Gun violence* – 36,383 (100) giffords.org

Auto accidents – 36,560 (100) iihs.org

Home accidents – 30,569 (84) ncbi.nim.nh.gov

Industrial – 5,250 (14) OSHA bls.gov

Falls, non-industrial (approx.) – 32,000 (88) nsc.org

Homicide* all types – 16,214 (44) ucr.fbi.gov

Drowning – 3,536 (10) cdc.gov

Farm – 500 (1.5) CDC NIOSH

Weather (heat, cold, lightning, etc.) – 700 (2.0) NIOSH

(*) Gun violence figures include homicide (35%), suicide (61%), police involved (1.4%), accidental (1.3%) and other undetermined causes. This information might also be included with figures shown for other causes.

COVID-19 Mortality in the US as of August 15 and are found in www.cdc.gov, updated almost continuously. As of August 15, the total number of COVID-19 fatalities exceeded 159,000. And on that single day there were 1,190 deaths.

If the total number of COVID-19 deaths (in the US) for the year 2020 reaches 300,000, the average daily number will have been 822 per day. If the total number becomes 200,000, the average will have been 548 per day. Both of these estimates are exceeded only by cancer and heart disease.

So, this information might help us put the coronavirus pandemic in perspective. Only then can we have a basis for evaluating the wisdom and effectiveness of government, educational, business and health programs that address the problem.

In conclusion, we must ask how many deaths would have occurred if many responsible state and federal agencies hadn’t reacted to the pandemic aggressively in the way they did? Twice as many? Three times as many? More? Recalling the situation in New York City in mid-spring, there were as many as 3,000 deaths in a single day. That was in a single large city, coming close to exceeding the mortality of both heart disease and cancer for the entire US in a single day!

We are not out of the woods. If we decide that a mortality rate of 1,000 per day is acceptable and act by relaxing the restraints we currently place on ourselves, then the COVID-19 pot will quickly boil again.

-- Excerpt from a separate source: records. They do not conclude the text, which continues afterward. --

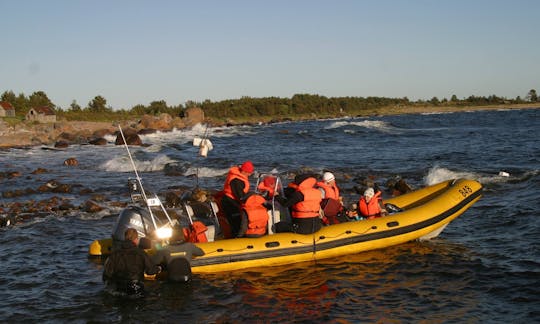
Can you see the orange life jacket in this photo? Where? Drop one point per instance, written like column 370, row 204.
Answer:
column 373, row 208
column 195, row 233
column 268, row 184
column 311, row 204
column 257, row 214
column 235, row 173
column 330, row 191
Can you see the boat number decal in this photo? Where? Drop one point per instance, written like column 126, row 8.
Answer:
column 465, row 191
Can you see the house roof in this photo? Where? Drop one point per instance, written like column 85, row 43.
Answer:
column 44, row 110
column 6, row 105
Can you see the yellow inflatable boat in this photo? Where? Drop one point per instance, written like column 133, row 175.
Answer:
column 422, row 214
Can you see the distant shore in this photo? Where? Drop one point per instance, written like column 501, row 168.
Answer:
column 26, row 134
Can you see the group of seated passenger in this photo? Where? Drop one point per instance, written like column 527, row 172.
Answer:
column 312, row 203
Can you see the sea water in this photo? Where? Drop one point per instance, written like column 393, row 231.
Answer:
column 484, row 268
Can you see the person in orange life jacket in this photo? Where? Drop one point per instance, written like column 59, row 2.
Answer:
column 370, row 204
column 124, row 269
column 268, row 186
column 236, row 186
column 331, row 204
column 254, row 217
column 305, row 202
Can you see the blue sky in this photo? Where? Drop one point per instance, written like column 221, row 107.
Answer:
column 135, row 52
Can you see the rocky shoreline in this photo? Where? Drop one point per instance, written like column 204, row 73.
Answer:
column 64, row 133
column 86, row 132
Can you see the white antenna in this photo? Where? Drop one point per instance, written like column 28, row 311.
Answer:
column 138, row 178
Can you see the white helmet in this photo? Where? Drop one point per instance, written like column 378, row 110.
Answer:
column 328, row 176
column 369, row 193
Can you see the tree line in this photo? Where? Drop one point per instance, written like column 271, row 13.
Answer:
column 297, row 105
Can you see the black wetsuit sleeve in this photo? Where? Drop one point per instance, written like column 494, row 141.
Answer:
column 237, row 187
column 243, row 224
column 149, row 266
column 294, row 198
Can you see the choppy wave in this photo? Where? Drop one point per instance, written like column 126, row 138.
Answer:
column 123, row 164
column 204, row 172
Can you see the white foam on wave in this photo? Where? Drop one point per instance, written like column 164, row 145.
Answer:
column 369, row 124
column 186, row 135
column 205, row 172
column 122, row 164
column 439, row 174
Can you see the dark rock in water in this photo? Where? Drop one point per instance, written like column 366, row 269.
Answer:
column 91, row 206
column 71, row 162
column 131, row 139
column 62, row 188
column 65, row 206
column 10, row 174
column 40, row 171
column 61, row 144
column 86, row 191
column 68, row 137
column 146, row 131
column 98, row 141
column 174, row 169
column 100, row 133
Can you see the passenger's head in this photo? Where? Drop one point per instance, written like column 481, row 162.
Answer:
column 247, row 167
column 328, row 177
column 369, row 193
column 132, row 235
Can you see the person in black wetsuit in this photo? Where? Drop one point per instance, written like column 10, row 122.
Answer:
column 124, row 269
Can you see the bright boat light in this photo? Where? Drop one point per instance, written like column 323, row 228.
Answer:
column 164, row 232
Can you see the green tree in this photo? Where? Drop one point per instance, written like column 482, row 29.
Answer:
column 9, row 96
column 74, row 107
column 532, row 96
column 98, row 104
column 157, row 107
column 40, row 99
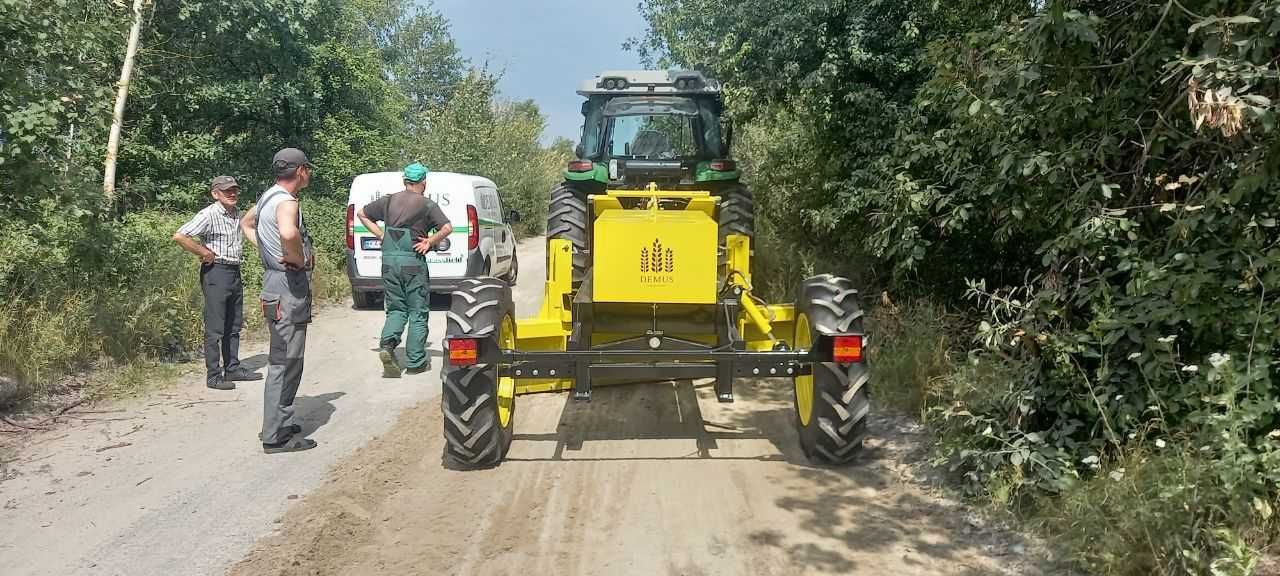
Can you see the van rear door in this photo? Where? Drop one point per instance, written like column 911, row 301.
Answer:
column 452, row 193
column 366, row 247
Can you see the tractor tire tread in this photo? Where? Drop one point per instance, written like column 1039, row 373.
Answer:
column 474, row 438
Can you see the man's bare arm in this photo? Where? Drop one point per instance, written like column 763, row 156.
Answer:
column 426, row 243
column 291, row 238
column 190, row 245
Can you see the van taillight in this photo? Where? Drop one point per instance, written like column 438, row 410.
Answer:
column 351, row 227
column 472, row 228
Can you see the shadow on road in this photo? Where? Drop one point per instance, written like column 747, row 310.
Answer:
column 314, row 411
column 255, row 362
column 846, row 515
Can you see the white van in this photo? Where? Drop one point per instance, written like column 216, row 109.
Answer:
column 481, row 243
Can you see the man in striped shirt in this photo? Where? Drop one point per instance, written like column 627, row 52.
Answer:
column 218, row 227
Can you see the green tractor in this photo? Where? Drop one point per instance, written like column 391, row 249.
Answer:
column 641, row 127
column 649, row 278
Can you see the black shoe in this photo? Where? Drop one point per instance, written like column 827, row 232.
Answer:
column 291, row 444
column 242, row 375
column 218, row 383
column 391, row 366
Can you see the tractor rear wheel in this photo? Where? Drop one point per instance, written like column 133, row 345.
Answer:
column 567, row 219
column 832, row 401
column 479, row 406
column 737, row 213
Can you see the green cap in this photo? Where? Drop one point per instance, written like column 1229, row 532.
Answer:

Despite the political and cultural resistance to the safeguards we have placed on ourselves, we have seen the benefits of continuing them. But relaxing them will put us back in the same mess. So I have a message to the folks who might support a relaxation of rules “because things aren’t too bad now”: The effect on our communities is less than disastrous because we have worked together and followed the re-opening rules set forth by the state government and other agencies. Let us continue the task until the pandemic is clearly under control.

Retired Boeing engineer Thomas Beeler resides in Anacortes, Wash. and is the publisher’s brother.